Held at the U.S. District Court for the Southern District of New York, the hearing saw Sassoon provide testimony related to the guilty plea of Ryan Salame, previously the co-CEO of FTX Digital Markets, which resulted in a sentence exceeding seven years in prison. According to reports from Inner City Press, Sassoon stated that her team would "probably not continue to investigate [Salame’s] conduct" if he agreed to plead guilty.
Subsequent investigations into Salame and his then-girlfriend, Michelle Bond, led to the latter facing charges related to campaign finance. Sassoon commented, "I’m not in the business of gotcha or tricking people into pleading guilty," in reference to the charges brought against Bond after Salame’s plea.
Bond, one of the remaining figures connected to the criminal cases involving former FTX executives, is currently seeking to have her charges dismissed. Her legal team argues that prosecutors "induced a guilty plea" from Salame. The resolution of her case would likely signify the closing chapter in the criminal charges that originated with FTX’s bankruptcy filing in November 2022.
She has pleaded not guilty to charges of conspiracy to cause unlawful campaign contributions, causing and accepting excessive campaign contributions, causing and receiving an unlawful corporate contribution, and causing and receiving a conduit contribution. These charges are directly linked to allegations that Salame directed $400,000 in FTX-related funds to be used for Bond’s 2022 campaign for a seat in the U.S. House of Representatives.

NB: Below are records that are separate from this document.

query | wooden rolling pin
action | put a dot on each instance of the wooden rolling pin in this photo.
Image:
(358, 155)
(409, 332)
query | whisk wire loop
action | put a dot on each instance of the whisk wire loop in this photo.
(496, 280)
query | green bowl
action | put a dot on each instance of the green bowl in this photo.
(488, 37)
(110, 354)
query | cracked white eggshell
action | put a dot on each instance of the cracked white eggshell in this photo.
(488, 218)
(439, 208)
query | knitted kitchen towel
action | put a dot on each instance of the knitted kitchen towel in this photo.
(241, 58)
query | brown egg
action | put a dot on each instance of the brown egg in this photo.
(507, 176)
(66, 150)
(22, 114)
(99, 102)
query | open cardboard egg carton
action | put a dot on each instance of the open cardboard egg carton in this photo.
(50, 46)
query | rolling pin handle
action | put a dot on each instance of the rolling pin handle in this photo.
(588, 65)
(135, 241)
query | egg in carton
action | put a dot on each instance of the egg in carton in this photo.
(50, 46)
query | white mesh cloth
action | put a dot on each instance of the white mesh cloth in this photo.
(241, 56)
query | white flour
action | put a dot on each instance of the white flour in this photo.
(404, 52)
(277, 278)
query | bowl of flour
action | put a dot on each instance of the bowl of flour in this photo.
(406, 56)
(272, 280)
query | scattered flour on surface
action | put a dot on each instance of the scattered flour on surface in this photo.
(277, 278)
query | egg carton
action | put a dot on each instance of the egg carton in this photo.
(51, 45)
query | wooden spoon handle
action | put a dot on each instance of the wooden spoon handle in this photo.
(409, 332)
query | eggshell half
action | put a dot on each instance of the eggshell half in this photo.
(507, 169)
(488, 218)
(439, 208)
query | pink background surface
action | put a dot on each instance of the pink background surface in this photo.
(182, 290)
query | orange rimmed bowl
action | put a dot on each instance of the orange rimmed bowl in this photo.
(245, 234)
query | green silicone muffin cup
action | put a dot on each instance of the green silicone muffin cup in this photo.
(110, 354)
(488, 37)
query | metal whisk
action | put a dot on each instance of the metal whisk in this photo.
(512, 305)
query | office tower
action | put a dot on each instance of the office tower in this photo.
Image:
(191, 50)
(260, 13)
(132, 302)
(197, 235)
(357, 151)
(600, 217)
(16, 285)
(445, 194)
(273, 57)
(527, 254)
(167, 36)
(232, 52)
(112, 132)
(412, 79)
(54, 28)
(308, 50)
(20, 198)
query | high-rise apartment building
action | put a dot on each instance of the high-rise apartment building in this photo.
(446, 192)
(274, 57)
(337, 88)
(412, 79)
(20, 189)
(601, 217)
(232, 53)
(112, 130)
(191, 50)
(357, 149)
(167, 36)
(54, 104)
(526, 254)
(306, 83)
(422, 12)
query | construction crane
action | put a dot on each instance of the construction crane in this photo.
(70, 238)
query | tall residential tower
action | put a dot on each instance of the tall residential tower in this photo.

Three years after FTX's collapse, questions remain: Who is currently incarcerated?
Salame commenced his seven-and-a-half-year prison term in October 2024. Caroline Ellison, the former CEO of Alameda Research, pleaded guilty and began serving a two-year sentence in November 2024. Nishad Singh and Gary Wang, two other former executives named in the indictment, also pleaded guilty and received sentences equivalent to time served.
As for Bankman-Fried, the legal drama continues. He has been detained since August 2023, following a judge's decision to revoke his bail due to allegations of witness tampering. He was subsequently tried, convicted, and sentenced to 25 years in prison, a process closely observed by many in the cryptocurrency and blockchain sectors.
SBF’s legal representatives returned to court on November 4 to appeal his conviction and sentence. They argued that Bankman-Fried was "never presumed innocent" during his trial and that his defense team was restricted from presenting information regarding FTX’s solvency.
Speculation also persists among cryptocurrency enthusiasts that SBF may be seeking a pardon from U.S. President Donald Trump. The president recently pardoned former Binance CEO Changpeng Zhao in October, asserting that "what he did is not even a crime."